One morning at the coffee station, perhaps a week prior to the news, I ran into a friend of mine who looked particularly tense. He said, quite presciently, something along the lines of, “I have a bad feeling that they’re going to send us home any day,” to which I assured him that we definitely would not; I would feel so unfulfilled if that happened, I told him. Even then, I considered his fears silly – people may be getting sent home, but surely not us. We were the exception.

The day before it happened, our director sent us an email stating that they wouldn’t be sending us home; we’d be allowed to stay in Oxford on the condition that we didn’t travel outside of the UK for our spring break. Although this was disappointing to many of us who’d been planning travel for months, we rejoiced that our study abroad experience wasn’t over yet. Even if we all were quarantined in the house, having each other would make it bearable. We’d make it fun, we decided, and at least we wouldn’t have to say goodbye yet.

I biked into town the next morning, still elated that I wasn’t being sent home; I went to an interview, got my chai latte, and went to the library. The minutes before I got that fateful email, however, I could feel it like a pit in my stomach. I knew something was coming. And when it inevitably did, I immediately left the library with tears in my eyes. I remember running into someone in my program that I wasn’t particularly close with, someone who clearly wasn’t as perturbed as I was, but in that moment, they were one of the only people in the world who could understand how I felt. He gave me a hug. “Are you sad about it?” he asked, and I burst into tears.

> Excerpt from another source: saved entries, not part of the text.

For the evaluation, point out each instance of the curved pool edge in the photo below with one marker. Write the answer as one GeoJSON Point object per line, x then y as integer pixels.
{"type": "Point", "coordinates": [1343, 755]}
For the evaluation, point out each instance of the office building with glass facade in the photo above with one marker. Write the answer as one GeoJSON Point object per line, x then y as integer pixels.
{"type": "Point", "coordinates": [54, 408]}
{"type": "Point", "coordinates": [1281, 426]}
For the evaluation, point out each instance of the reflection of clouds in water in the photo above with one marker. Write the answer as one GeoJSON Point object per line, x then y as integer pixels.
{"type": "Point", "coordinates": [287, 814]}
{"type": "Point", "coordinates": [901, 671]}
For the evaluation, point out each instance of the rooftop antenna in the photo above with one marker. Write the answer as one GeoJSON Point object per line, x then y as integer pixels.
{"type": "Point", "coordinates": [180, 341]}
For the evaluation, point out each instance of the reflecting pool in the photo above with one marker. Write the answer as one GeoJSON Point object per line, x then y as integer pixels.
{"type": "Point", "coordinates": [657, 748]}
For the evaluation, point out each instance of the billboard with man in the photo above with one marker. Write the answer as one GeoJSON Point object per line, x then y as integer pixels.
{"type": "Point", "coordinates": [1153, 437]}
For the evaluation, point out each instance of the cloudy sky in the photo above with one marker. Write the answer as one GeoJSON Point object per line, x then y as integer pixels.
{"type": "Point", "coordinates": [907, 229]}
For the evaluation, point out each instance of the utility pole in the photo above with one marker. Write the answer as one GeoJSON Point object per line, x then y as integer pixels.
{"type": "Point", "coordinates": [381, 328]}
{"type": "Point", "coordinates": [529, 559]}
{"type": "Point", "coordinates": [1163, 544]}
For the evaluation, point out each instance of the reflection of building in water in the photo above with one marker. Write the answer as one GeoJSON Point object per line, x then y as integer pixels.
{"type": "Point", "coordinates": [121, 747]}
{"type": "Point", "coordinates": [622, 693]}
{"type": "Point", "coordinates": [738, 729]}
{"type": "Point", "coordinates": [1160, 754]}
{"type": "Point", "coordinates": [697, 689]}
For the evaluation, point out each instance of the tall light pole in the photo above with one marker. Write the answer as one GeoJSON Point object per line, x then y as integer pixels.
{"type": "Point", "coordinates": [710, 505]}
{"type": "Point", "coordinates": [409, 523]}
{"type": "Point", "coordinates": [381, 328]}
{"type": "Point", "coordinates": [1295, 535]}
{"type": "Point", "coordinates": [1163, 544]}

I biked home with a friend, and as we approached my street, he asked me if I’d ever seen the river near our house. Can you believe that I’d been living there for 6 months and never seen it? We took a quick detour and biked down to the most beautiful and peaceful river, with yellow daffodils blooming on the banks and a blue sky for once. I was at once filled with immense sadness, thinking about all the other magical places in Oxford I’d never seen and probably would never see before I left. But to have a moment of stillness on such a catastrophic day, if only for a few minutes, filled me with a warm golden feeling as well. In that instant, I was reminded of the timeless charm that resides in and envelops Oxford, a charm that I wouldn’t soon forget.

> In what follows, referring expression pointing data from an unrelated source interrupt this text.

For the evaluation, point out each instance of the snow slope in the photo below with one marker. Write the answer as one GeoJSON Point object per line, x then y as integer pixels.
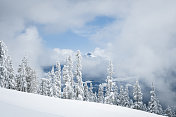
{"type": "Point", "coordinates": [21, 104]}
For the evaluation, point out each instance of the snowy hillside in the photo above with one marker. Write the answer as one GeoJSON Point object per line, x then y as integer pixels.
{"type": "Point", "coordinates": [21, 104]}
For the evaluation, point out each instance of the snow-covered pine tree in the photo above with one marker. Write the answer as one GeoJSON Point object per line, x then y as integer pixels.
{"type": "Point", "coordinates": [79, 88]}
{"type": "Point", "coordinates": [100, 94]}
{"type": "Point", "coordinates": [137, 96]}
{"type": "Point", "coordinates": [153, 105]}
{"type": "Point", "coordinates": [126, 102]}
{"type": "Point", "coordinates": [168, 112]}
{"type": "Point", "coordinates": [51, 83]}
{"type": "Point", "coordinates": [7, 77]}
{"type": "Point", "coordinates": [109, 88]}
{"type": "Point", "coordinates": [42, 90]}
{"type": "Point", "coordinates": [121, 96]}
{"type": "Point", "coordinates": [91, 94]}
{"type": "Point", "coordinates": [131, 103]}
{"type": "Point", "coordinates": [10, 75]}
{"type": "Point", "coordinates": [116, 96]}
{"type": "Point", "coordinates": [21, 76]}
{"type": "Point", "coordinates": [49, 91]}
{"type": "Point", "coordinates": [70, 72]}
{"type": "Point", "coordinates": [34, 82]}
{"type": "Point", "coordinates": [95, 97]}
{"type": "Point", "coordinates": [3, 59]}
{"type": "Point", "coordinates": [58, 80]}
{"type": "Point", "coordinates": [67, 91]}
{"type": "Point", "coordinates": [86, 92]}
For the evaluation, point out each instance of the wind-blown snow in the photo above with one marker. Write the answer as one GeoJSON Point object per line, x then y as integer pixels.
{"type": "Point", "coordinates": [21, 104]}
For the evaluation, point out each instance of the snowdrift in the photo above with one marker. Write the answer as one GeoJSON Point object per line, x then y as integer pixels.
{"type": "Point", "coordinates": [21, 104]}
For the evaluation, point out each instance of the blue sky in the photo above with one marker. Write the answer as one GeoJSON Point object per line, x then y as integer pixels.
{"type": "Point", "coordinates": [74, 41]}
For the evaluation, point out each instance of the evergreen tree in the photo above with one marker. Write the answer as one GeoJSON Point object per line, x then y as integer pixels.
{"type": "Point", "coordinates": [43, 87]}
{"type": "Point", "coordinates": [21, 77]}
{"type": "Point", "coordinates": [154, 106]}
{"type": "Point", "coordinates": [7, 77]}
{"type": "Point", "coordinates": [52, 78]}
{"type": "Point", "coordinates": [137, 96]}
{"type": "Point", "coordinates": [91, 94]}
{"type": "Point", "coordinates": [58, 80]}
{"type": "Point", "coordinates": [70, 70]}
{"type": "Point", "coordinates": [79, 87]}
{"type": "Point", "coordinates": [11, 81]}
{"type": "Point", "coordinates": [116, 96]}
{"type": "Point", "coordinates": [168, 112]}
{"type": "Point", "coordinates": [26, 78]}
{"type": "Point", "coordinates": [126, 101]}
{"type": "Point", "coordinates": [100, 94]}
{"type": "Point", "coordinates": [68, 90]}
{"type": "Point", "coordinates": [109, 88]}
{"type": "Point", "coordinates": [86, 92]}
{"type": "Point", "coordinates": [121, 96]}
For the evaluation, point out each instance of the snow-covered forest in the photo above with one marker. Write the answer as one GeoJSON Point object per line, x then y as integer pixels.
{"type": "Point", "coordinates": [67, 83]}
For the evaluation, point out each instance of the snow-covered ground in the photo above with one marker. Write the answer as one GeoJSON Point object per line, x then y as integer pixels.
{"type": "Point", "coordinates": [21, 104]}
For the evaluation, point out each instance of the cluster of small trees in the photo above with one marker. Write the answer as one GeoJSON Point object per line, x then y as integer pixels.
{"type": "Point", "coordinates": [61, 84]}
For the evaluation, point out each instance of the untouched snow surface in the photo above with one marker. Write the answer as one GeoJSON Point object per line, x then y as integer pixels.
{"type": "Point", "coordinates": [21, 104]}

"I was at once filled with immense sadness, thinking about all the other magical places in Oxford I’d never seen and probably would never see before I left."

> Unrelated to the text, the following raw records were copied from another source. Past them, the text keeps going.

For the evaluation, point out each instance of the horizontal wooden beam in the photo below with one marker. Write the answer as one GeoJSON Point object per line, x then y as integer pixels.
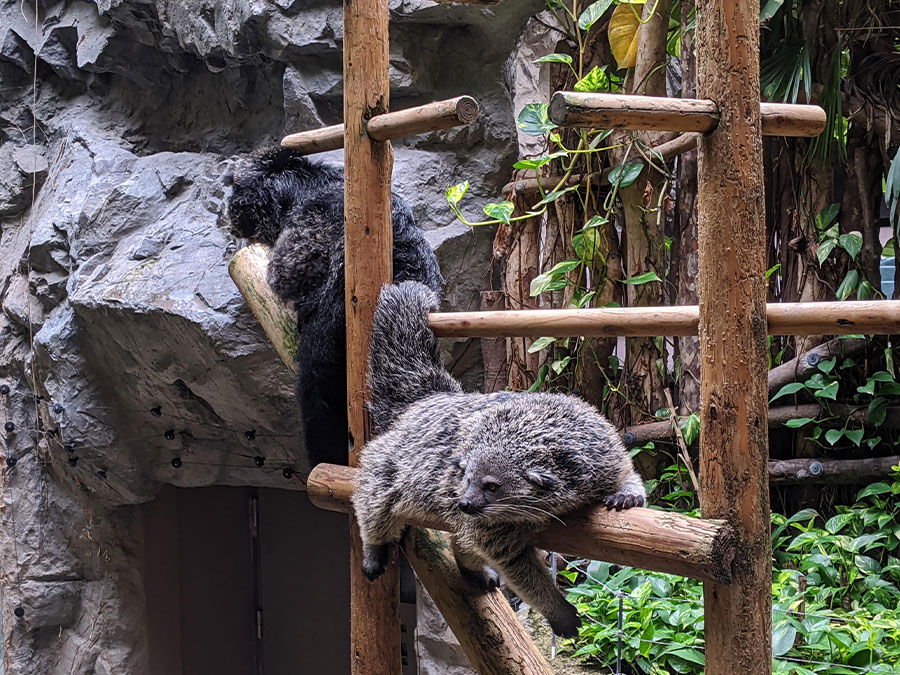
{"type": "Point", "coordinates": [659, 113]}
{"type": "Point", "coordinates": [526, 187]}
{"type": "Point", "coordinates": [807, 318]}
{"type": "Point", "coordinates": [831, 471]}
{"type": "Point", "coordinates": [390, 126]}
{"type": "Point", "coordinates": [645, 538]}
{"type": "Point", "coordinates": [869, 317]}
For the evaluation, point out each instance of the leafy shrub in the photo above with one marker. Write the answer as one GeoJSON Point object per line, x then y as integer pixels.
{"type": "Point", "coordinates": [835, 599]}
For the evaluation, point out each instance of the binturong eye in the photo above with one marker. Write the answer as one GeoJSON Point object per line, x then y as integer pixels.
{"type": "Point", "coordinates": [490, 485]}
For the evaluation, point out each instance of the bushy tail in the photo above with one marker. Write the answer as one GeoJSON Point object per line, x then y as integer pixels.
{"type": "Point", "coordinates": [404, 364]}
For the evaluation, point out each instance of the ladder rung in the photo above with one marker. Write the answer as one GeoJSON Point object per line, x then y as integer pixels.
{"type": "Point", "coordinates": [660, 113]}
{"type": "Point", "coordinates": [645, 538]}
{"type": "Point", "coordinates": [435, 116]}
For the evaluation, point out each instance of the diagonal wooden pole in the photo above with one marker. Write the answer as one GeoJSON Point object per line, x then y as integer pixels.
{"type": "Point", "coordinates": [368, 242]}
{"type": "Point", "coordinates": [733, 390]}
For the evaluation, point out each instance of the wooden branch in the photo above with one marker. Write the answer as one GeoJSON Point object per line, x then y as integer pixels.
{"type": "Point", "coordinates": [809, 318]}
{"type": "Point", "coordinates": [248, 270]}
{"type": "Point", "coordinates": [734, 439]}
{"type": "Point", "coordinates": [831, 471]}
{"type": "Point", "coordinates": [659, 113]}
{"type": "Point", "coordinates": [485, 624]}
{"type": "Point", "coordinates": [389, 126]}
{"type": "Point", "coordinates": [645, 538]}
{"type": "Point", "coordinates": [800, 367]}
{"type": "Point", "coordinates": [529, 186]}
{"type": "Point", "coordinates": [368, 241]}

The next few days were perhaps the busiest of my entire time in Oxford; I scrambled to make a list of what I wanted to accomplish before I left and was madly checking things off, although even this proved to be a futile task. The pressure only amplified when Trump’s travel ban forced me to switch to a flight two days earlier. A moment of calm came the night before I flew home; we decided to put our ball gowns and tuxedos – intended for our now nonexistent college ball – to good use. Dressed to the nines, and with the sun setting behind us, we had a photoshoot out in the yard. It is perhaps those photos, a reminder of the pomp and circumstance of Oxford, that make me most nostalgic to look back on now; although they’re not particularly good, the laughter and energy we shared is something I’m missing more than ever in the isolation of quarantine.

On the flight home, I journaled for what seemed like pages and pages, outlining all of my unfulfilled hopes that would never come to fruition, and how I would’ve done xy or z differently had I known my time would be cut short. Having been home now for almost a month, it is still bizarre to me how something like that could just end so abruptly, with not nearly enough time to say goodbye. I know it’s selfish to feel this upset over something as frivolous as a study abroad program in the midst of a pandemic, but in that moment, I felt total collapse and embraced it, because it was the only feeling I could muster. It certainly wasn’t the ending we expected or wanted, I thought to myself, but to have felt such sorrow and pain to leave must be a testament to what a special community we were able to build together. I may never have gotten to experience summer in Oxford, but I’ll admit that I prefer the dreary, rainy days anyway.